Die ursprünglich rechtmäßige Ablehnung eines Beamtenbewerbers, der die Höchstaltersgrenze von 35 Jahren überschritten hat, kann durch die Anerkennung des Bewerbers als Schwerbehinderter, für den die Höchstaltersgrenze bei 43 Jahren liegt, im Laufe des gerichtlichen Verfahrens rechtswidrig werden. Das gilt auch, wenn die Anerkennung erst nach Vollendung des 43. Lebensjahres rückwirkend auf einen Zeitpunkt davor ausgesprochen wird.


Tatbestand:

Die Klägerin wurde nach Vollendung ihres 35. Lebensjahres als Lehrerin im Angestelltenverhältnis in den öffentlichen Schuldienst des beklagten Landes eingestellt. Ihre Verbeamtung wurde wegen Überschreitung der Höchstaltersgrenze abgelehnt. Sie erhob Klage mit dem Antrag, das beklagte Land zu verpflichten, sie als Beamtin auf Probe einzustellen. Während des erstinstanzlichen Klageverfahrens, kurz nach Vollendung des 43. Lebensjahres der Klägerin, bescheinigte das Versorgungsamt ihr eine Schwerbehinderung, die bereits vor der Vollendung ihres 43. Lebensjahres eingetreten war. Das VG wies die Klage als unbegründet ab. Die hiergegen gerichtete Berufung der Klägerin hatte teilweise Erfolg.

Gründe:

Die begehrte Verpflichtung, die Klägerin in das Beamtenverhältnis auf Probe einzustellen, kann der Senat nicht aussprechen. Die Sache war und ist insoweit nicht spruchreif. Die Einstellung eines Beamten steht im pflichtgemäßen Ermessen des Dienstherrn. Nach dem gegenwärtigen Sach- und Streitstand ist nicht erkennbar, dass der Beklagte sein Ermessen rechtmäßig allein noch dahin ausüben könnte, die Klägerin als Beamtin auf Probe einzustellen. Im Rahmen des Einstellungsermessens ist neben anderen Erfordernissen z.B. auch die gesundheitliche Eignung des Bewerbers (Art. 33 Abs. 2 GG, § 7 Abs. 1 LBG NRW) von Bedeutung. Dieses und andere Erfordernisse sind nicht geprüft und auch nicht Gegenstand des vorliegenden Verfahrens.

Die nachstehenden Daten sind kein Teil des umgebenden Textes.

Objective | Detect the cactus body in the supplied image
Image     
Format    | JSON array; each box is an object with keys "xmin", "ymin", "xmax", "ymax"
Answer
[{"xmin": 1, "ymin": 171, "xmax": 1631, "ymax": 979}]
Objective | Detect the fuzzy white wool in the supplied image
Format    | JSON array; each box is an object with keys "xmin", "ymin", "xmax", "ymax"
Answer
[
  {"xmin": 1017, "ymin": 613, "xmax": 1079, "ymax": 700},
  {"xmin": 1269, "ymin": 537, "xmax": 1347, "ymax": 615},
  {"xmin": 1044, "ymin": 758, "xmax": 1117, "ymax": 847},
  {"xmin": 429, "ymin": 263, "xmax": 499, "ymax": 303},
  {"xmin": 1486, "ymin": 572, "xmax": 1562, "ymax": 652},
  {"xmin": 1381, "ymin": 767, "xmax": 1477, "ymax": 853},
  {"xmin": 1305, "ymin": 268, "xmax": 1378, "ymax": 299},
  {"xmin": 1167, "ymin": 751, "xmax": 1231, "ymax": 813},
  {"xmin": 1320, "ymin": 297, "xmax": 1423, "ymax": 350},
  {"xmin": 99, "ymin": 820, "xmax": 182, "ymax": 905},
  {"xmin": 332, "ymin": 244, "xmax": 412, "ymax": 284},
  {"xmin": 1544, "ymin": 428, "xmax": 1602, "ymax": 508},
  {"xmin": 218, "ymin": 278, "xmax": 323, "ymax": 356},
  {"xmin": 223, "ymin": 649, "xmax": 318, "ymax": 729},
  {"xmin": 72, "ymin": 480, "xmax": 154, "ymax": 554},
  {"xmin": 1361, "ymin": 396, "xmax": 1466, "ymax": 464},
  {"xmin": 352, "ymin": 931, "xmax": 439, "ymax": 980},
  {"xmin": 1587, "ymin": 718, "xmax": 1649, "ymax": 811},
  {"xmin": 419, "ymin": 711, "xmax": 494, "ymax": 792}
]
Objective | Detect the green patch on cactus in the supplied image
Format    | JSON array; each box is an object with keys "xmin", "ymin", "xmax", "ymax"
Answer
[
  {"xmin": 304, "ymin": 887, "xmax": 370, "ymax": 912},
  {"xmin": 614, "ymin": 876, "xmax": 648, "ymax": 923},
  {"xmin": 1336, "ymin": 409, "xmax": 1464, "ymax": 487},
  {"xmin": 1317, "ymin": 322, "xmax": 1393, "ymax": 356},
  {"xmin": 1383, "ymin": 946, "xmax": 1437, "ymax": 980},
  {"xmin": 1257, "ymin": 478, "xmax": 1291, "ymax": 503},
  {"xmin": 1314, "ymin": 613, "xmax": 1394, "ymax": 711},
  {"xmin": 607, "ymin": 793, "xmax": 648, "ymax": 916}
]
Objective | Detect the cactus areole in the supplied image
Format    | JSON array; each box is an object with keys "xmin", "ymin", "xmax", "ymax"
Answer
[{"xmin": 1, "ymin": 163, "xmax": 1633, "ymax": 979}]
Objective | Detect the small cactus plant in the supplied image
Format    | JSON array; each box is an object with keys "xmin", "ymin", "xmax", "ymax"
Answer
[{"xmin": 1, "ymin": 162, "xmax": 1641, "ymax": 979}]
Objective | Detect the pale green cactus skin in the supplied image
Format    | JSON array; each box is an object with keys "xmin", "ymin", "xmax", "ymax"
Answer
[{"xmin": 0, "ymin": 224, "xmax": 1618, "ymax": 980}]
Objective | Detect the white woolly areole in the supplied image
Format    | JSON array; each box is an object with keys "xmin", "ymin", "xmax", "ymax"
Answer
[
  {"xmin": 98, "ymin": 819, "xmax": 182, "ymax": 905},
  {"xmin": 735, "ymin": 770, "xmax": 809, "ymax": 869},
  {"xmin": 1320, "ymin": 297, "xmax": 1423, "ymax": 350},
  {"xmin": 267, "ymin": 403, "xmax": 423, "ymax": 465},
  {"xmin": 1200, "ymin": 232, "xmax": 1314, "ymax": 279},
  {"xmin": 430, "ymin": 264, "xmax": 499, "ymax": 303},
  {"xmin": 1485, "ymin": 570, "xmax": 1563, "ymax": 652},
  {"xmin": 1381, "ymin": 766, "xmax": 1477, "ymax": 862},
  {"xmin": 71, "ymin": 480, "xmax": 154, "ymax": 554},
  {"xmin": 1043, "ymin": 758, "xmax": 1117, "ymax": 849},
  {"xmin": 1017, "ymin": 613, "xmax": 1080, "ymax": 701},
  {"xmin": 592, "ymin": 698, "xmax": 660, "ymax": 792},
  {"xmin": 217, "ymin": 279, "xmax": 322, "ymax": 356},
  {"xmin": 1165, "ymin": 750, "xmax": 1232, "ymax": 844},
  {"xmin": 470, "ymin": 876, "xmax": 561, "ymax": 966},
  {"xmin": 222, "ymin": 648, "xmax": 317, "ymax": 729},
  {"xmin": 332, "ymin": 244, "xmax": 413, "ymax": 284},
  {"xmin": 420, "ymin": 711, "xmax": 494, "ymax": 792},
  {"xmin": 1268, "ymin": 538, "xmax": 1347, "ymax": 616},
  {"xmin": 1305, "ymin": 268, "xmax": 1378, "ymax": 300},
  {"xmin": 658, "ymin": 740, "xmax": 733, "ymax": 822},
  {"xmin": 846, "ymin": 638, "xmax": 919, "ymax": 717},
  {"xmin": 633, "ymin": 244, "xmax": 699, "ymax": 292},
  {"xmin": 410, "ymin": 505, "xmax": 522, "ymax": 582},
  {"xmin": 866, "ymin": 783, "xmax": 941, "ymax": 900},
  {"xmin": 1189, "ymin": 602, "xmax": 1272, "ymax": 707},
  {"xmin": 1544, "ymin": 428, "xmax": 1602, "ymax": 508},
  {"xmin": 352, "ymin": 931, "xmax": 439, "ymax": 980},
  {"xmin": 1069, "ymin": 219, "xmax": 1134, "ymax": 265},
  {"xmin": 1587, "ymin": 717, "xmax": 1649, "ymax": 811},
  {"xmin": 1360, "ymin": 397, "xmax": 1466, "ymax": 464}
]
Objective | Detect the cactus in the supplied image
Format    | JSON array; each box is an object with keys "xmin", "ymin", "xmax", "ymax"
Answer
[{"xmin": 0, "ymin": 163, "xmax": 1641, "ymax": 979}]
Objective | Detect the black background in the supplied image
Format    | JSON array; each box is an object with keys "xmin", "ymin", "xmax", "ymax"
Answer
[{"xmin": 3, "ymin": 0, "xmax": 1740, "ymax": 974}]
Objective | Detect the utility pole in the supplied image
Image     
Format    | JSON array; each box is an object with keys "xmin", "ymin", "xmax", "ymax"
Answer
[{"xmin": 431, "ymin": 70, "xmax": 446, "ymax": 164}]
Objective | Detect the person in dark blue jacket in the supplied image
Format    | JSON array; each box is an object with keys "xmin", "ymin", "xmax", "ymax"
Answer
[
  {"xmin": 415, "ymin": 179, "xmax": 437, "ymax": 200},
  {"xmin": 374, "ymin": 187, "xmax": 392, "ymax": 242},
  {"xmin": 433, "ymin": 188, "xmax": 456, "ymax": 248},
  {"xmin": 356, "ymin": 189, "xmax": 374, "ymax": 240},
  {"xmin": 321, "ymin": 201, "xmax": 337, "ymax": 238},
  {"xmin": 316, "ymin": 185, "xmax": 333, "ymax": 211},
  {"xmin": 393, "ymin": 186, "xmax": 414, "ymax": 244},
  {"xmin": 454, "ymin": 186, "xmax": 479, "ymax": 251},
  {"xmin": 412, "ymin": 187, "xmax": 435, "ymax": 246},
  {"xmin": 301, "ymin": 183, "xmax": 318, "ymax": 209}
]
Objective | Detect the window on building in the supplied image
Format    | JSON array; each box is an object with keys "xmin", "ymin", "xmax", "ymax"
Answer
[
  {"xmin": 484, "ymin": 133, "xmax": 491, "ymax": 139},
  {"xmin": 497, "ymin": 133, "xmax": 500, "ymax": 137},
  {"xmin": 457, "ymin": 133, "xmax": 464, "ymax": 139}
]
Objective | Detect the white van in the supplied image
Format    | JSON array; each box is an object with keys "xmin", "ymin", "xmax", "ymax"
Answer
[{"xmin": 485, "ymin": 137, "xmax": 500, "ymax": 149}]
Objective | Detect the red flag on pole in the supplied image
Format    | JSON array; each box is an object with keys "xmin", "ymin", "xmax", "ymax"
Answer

Die Klage hat jedoch bezüglich einer (mit dem Klageantrag als "minus" begehrten) erneuten Bescheidung des Antrages der Klägerin auf Einstellung als Beamtin auf Probe unter Beachtung der Rechtsauffassung des Gerichts Erfolg (§ 113 Abs. 5 VwGO). Die Aufrechterhaltung der mit der Klage angefochtenen Verwaltungsentscheidung, mit der die Verbeamtung der Klägerin wegen "Überalterung" abgelehnt worden ist, ist rechtswidrig.

Gemäß §§ 6 Abs. 1 Satz 1, 52 Abs. 1 LVO NRW in der zugrunde zu legenden aktuellen Fassung der Änderungsverordnung vom 11.4.2000, GV NRW S. 380, darf als Laufbahnbewerber nach § 5 Abs. 1 a LVO NRW (wozu die Klägerin zählt) in das Beamtenverhältnis auf Probe nur eingestellt werden, wer das 35. Lebensjahr noch nicht vollendet hat. Hat sich die Einstellung wegen der Geburt eines Kindes oder wegen der tatsächlichen Betreuung eines Kindes unter 18 Jahren verzögert, so darf diese Altersgrenze im Umfang der Verzögerung, höchstens um drei, bei mehreren Kindern höchstens um sechs Jahre, überschritten werden (§ 6 Abs. 1 Satz 3 LVO NRW). Schwerbehinderte Laufbahnbewerber dürfen vor vollendetem 43. Lebensjahr eingestellt werden (§ 6 Abs. 1 Satz 6 LVO NRW).

Die Klägerin hat zwar inzwischen sogar das Höchstalter für schwerbehinderte Laufbahnbewerber überschritten. Jedoch sieht § 84 Abs. 1 Satz 1 Nr. 1 LVO NRW die Möglichkeit vor, eine Ausnahme von dem Höchstalter für die Einstellung in das Beamtenverhältnis auf Probe zuzulassen. Demnach kann auch nach der heutigen Rechtslage einem früher entstandenen Recht der Klägerin auf Einstellung als Beamtin auf Probe Rechnung getragen werden.

Vgl. BVerwG, Urteile vom 18.6.1998 - 2 C 20.97 -, DÖD 1999, 139, und - 2 C 6.98 -, DÖD 1999, 140, sowie vom 20.1.2000 - 2 C 13.99 -, ZBR 2000, 305 = RiA 2000, 286 = DVBl. 2000, 1129 = NWVBl. 2000, 297.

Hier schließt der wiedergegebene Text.